Liputan6.com, Tel Aviv - Sara Netanyahu mengirim surat kepada ibu Emir Qatar, Sheikh Tamim ibn Hamad Al Thani, mengenai pembebasan para sandera. Surat tersebut dipublikasikan Kantor Perdana Menteri Israel pada Senin (11/3/2024).
Dalam surat yang dikirimkan kepada Sheikha Moza binti Nasser Al-Missned, Sara menulis, "Ramadhan, lekat dengan welas asih dan murah hati, mengingatkan kita akan kekuatan yang kita miliki ketika kita bersatu untuk menjunjung tinggi nilai-nilai perdamaian dan kemanusiaan."
Advertisement
"Dalam semangat persatuan dan nilai-nilai kemanusiaan bersama inilah saya ingin mengatasi masalah yang sangat mendesak dan penting – penderitaan warga Israel yang diculik dan ditahan oleh Hamas di Gaza."
"Kepedihan keluarga mereka, yang menunggu kepulangan mereka, bergema jauh di dalam hati kami, mengingatkan kami akan betapa berharganya hidup dan pentingnya bersatu untuk melindunginya," bunyi surat dari istri Perdana Menteri Israel Benjamin Netanyahu tersebut.
Singgung soal Sandera Perempuan
Sara lebih jauh mengajukan permohonan secara pribadi kepada Sheikha Moza, dengan menyatakan, "Perempuan ke perempuan, sangat penting untuk mengatasi bahwa di antara para sandera, 19 perempuan mengalami kesulitan yang tak terbayangkan. Laporan pelecehan seksual dan pemerkosaan sangat mengerikan, serta tindakan terhadap perempuan seperti itu tidak dapat diabaikan atau ditoleransi. Ini adalah seruan untuk bertindak yang melampaui batas-batas politik dan mencerminkan kemanusiaan dan nilai-nilai kita bersama."
"Saya mendesak Anda, dalam semangat Ramadhan, untuk memanfaatkan pengaruh signifikan Anda dalam upaya pembebasan sandera Israel," ungkap Sara.
"Kita tidak bisa tinggal diam atau mundur ketika martabat dan keselamatan perempuan dipertaruhkan."
Advertisement
Kenapa Qatar?
Qatar memainkan peran sebagai mediator negosiasi antara Hamas dan Israel.

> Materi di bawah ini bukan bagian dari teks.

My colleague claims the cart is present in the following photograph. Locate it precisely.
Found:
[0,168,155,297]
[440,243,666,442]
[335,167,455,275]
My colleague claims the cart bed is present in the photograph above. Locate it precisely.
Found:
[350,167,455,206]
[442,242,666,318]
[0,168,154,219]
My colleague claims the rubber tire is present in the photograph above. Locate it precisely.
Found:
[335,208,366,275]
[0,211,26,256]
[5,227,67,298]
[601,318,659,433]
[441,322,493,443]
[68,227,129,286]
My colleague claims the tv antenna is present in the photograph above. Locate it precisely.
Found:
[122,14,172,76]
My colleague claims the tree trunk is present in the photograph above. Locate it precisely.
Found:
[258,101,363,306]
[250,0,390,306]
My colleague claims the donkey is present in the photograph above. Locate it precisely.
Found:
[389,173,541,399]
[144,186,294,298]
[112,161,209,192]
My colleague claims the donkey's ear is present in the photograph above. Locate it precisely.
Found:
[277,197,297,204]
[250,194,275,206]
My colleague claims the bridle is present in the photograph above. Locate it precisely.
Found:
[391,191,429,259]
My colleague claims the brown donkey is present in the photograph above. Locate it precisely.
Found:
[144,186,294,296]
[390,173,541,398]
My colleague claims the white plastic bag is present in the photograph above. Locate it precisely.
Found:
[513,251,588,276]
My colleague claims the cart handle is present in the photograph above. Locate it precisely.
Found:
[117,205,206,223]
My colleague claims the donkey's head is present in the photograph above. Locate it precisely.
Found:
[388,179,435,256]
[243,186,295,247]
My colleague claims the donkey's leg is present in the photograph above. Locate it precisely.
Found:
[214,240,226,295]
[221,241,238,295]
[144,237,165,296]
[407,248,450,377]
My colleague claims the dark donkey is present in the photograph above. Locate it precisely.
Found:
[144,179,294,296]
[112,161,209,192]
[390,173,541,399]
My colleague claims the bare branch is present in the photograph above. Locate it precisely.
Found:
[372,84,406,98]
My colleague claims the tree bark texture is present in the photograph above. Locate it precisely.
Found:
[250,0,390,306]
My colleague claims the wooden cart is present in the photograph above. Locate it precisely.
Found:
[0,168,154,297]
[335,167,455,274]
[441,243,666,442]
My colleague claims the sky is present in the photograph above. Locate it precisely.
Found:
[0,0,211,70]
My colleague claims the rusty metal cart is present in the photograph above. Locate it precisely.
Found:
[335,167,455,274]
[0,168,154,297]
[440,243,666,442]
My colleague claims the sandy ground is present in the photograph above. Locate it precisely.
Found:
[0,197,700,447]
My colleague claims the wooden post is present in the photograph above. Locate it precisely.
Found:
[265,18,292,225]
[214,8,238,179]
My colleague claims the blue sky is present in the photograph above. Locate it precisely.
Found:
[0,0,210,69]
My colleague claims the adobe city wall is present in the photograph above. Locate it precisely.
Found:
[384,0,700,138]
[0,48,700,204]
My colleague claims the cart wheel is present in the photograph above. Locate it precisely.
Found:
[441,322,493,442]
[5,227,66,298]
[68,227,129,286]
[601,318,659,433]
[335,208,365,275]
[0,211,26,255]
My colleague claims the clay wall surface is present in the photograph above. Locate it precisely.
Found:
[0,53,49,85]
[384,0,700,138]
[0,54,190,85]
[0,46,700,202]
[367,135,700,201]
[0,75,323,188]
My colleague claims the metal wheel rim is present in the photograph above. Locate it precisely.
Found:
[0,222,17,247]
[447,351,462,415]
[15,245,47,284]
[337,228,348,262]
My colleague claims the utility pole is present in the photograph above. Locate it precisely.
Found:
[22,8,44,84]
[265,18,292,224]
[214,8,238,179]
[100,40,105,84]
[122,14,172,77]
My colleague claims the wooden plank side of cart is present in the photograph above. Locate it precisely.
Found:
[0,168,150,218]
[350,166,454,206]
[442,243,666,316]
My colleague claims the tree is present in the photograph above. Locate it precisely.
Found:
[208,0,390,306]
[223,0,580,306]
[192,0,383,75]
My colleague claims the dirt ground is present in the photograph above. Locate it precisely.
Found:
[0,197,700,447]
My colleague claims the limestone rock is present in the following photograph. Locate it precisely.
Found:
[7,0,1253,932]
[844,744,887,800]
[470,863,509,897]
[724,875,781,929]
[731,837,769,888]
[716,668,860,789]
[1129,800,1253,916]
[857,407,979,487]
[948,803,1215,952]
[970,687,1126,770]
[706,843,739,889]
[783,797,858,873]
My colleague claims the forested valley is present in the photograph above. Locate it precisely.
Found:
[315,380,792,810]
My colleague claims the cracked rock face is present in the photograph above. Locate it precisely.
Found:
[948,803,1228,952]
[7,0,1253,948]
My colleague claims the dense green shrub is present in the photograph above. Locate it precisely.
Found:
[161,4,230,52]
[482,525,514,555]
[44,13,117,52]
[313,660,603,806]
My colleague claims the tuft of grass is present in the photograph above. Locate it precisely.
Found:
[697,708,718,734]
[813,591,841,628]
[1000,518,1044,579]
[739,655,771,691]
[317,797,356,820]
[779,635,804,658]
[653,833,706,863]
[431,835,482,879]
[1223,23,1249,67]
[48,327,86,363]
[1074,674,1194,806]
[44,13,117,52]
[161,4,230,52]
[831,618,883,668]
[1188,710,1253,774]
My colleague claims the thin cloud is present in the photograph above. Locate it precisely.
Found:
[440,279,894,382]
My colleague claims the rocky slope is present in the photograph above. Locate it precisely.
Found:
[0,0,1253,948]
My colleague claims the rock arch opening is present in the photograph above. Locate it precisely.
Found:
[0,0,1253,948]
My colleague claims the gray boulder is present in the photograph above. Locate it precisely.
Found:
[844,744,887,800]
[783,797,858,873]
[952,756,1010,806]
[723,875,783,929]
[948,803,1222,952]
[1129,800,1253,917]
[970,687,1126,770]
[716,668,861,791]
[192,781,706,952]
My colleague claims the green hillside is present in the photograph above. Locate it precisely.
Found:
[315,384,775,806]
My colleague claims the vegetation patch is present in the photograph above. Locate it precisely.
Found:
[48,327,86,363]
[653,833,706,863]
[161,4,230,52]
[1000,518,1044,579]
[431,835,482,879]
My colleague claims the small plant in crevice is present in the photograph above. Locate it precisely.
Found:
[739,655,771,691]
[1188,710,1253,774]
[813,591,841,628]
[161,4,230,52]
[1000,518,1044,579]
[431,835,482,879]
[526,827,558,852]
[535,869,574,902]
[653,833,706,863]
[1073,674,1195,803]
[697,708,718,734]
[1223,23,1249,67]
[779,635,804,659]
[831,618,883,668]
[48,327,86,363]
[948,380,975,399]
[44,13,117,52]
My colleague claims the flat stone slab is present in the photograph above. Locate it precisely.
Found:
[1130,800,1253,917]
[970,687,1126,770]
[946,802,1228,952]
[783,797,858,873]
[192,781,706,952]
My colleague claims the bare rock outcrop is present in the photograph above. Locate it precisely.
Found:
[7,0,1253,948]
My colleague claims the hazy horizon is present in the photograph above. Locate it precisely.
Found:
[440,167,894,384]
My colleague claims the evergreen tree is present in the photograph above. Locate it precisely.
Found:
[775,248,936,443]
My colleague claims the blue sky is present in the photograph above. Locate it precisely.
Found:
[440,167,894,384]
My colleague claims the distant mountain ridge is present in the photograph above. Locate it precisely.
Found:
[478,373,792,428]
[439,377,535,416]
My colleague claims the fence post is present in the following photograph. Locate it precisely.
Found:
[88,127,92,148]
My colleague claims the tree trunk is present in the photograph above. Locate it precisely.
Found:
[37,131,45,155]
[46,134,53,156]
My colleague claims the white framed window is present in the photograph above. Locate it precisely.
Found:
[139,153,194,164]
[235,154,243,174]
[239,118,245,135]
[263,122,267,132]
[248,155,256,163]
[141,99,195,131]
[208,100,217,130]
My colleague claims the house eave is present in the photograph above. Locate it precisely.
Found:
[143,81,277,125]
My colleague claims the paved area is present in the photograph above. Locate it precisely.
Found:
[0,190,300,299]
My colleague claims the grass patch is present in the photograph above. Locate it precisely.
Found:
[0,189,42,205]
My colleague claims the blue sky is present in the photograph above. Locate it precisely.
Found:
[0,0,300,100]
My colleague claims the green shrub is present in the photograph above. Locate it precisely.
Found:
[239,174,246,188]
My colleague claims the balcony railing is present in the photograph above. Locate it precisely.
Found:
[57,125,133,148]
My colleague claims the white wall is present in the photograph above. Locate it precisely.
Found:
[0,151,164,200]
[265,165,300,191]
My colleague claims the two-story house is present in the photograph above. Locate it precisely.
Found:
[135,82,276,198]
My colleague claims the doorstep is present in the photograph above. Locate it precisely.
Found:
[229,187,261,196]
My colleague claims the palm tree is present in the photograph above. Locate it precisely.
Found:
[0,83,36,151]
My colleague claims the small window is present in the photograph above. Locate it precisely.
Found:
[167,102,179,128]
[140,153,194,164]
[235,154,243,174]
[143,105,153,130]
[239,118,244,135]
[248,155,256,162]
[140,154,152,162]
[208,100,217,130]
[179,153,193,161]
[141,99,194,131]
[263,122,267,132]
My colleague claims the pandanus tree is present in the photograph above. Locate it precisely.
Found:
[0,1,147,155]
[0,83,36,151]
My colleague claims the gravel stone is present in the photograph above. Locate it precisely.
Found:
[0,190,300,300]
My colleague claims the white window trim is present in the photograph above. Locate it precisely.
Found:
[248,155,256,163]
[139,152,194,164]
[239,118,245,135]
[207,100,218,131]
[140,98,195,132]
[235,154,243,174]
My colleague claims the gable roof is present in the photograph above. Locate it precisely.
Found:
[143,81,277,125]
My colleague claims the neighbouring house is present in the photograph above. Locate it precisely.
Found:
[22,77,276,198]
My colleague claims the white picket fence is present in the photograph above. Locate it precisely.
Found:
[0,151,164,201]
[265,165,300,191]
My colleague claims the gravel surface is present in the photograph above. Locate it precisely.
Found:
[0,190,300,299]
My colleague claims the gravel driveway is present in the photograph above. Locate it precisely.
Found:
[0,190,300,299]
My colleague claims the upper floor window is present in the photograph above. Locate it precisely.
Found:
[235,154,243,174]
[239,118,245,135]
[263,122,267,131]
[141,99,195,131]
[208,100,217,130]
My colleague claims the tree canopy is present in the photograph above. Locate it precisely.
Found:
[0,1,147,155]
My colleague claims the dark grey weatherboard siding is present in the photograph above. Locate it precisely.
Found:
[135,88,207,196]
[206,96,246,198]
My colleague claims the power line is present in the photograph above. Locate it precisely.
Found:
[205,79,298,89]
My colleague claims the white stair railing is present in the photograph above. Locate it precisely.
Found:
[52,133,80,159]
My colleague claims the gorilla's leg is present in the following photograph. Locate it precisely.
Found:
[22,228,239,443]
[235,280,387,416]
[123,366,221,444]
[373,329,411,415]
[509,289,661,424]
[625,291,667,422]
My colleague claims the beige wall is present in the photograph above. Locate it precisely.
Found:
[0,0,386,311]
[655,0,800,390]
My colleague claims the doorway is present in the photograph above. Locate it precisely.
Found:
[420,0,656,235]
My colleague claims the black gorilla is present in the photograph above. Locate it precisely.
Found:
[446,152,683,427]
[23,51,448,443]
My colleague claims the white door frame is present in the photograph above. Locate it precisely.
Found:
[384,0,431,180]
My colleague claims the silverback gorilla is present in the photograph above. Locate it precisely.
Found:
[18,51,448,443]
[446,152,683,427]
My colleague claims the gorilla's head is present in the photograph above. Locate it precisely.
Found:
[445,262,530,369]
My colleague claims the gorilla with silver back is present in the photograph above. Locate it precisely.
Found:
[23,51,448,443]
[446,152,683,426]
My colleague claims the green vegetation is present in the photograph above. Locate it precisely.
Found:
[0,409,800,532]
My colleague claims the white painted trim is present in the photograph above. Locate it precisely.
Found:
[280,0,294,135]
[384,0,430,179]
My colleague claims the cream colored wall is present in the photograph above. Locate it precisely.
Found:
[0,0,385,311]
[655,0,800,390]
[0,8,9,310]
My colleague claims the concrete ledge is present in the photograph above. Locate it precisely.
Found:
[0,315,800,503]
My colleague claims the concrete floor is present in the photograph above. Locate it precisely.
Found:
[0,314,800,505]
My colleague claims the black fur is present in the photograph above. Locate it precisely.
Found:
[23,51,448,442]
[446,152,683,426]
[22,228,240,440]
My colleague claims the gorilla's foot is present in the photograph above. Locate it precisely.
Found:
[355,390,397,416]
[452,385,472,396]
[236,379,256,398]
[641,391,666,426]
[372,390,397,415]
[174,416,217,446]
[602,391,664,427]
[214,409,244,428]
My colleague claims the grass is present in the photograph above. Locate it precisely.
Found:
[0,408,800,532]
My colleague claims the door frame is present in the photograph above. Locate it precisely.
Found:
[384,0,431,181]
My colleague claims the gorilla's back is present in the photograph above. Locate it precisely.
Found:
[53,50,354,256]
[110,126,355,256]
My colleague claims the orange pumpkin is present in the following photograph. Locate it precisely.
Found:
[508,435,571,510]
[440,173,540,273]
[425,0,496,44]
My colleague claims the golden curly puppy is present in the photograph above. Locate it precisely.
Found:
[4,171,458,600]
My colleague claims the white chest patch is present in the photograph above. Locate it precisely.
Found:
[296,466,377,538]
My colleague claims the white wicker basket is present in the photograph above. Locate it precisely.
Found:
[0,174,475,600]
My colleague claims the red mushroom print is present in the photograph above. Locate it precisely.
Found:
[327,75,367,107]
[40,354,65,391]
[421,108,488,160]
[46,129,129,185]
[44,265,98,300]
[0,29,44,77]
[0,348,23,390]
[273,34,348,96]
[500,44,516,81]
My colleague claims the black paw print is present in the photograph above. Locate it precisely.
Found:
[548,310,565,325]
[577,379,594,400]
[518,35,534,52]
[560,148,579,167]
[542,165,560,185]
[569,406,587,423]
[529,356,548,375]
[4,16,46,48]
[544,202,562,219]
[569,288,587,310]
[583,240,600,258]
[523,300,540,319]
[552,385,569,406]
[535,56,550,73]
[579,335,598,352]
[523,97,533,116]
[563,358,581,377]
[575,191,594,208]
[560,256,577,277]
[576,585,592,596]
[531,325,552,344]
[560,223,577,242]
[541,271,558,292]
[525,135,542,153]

Amerika Serikat (AS) tentu saja juga punya peran, begitu pula Mesir. Namun, Qatar adalah perantara utama.
Bahkan sebelum perang Hamas Vs Israel yang terbaru dimulai, negara Teluk yang sangat kecil dan kaya ini telah mempunyai reputasi sebagai perantara diplomatik, terutama dalam negosiasi penyanderaan. Melansir VOX, hal ini merupakan langkah yang disengaja oleh Qatar, yang telah memupuk dan mengelola hubungan pragmatis dengan para pemain utama di kawasan – menjadi semacam perantara antara pihak-pihak yang tidak akur.
Qatar adalah sekutu utama AS, yang menjadi tuan rumah pangkalan militer AS yang penting bagi operasi AS di tempat-tempat seperti Suriah dan Irak. Qatar juga memiliki hubungan dengan kelompok Islam, termasuk Hamas, yang cabang politiknya berkantor di Doha.
Fakta-fakta tersebut memberikan Qatar pengaruh – dan yang paling penting, akses. AS dan Israel tidak bernegosiasi langsung dengan Hamas. Hal ini menjadikan Qatar sebagai perantara yang sangat diperlukan.
"Anda harus berbicara dengan Hamas untuk menyelesaikan apa pun," kata F. Gregory Gause, profesor di Bush School of Government and Public Service di Texas A&M University.
"Orang-orang Qatar ada di sana untuk membantu Anda – dan mereka ada di sana untuk mengingatkan Anda bahwa mereka membantu Anda."
Pada November 2023, melalui mediasi Qatar, tercapai kesepakatan jeda sementara antara Israel dan Hamas, yang sekaligus memungkinkan pertukaran sandera dengan tahanan Palestina.
Diplomasi Qatar juga tidak terbatas pada ranah Israel-Hamas saja. Qatar berperan sebagai perantara antara AS dan Taliban sebelum keduanya akhirnya merundingkan perjanjian damai secara langsung di Doha.
Hubungan terbuka Qatar dengan Taliban membantu memfasilitasi evakuasi dari Afghanistan setelah jatuhnya Kabul pada tahun 2021, dan bahkan setelahnya. Belakangan Qatar semakin dikenal karena kepiawaiannya dalam melakukan negosiasi penyanderaan, bahkan di luar kawasan.
Beberapa waktu lalu mereka membantu menengahi kesepakatan agar Rusia mengembalikan empat anak Ukraina ke keluarga mereka.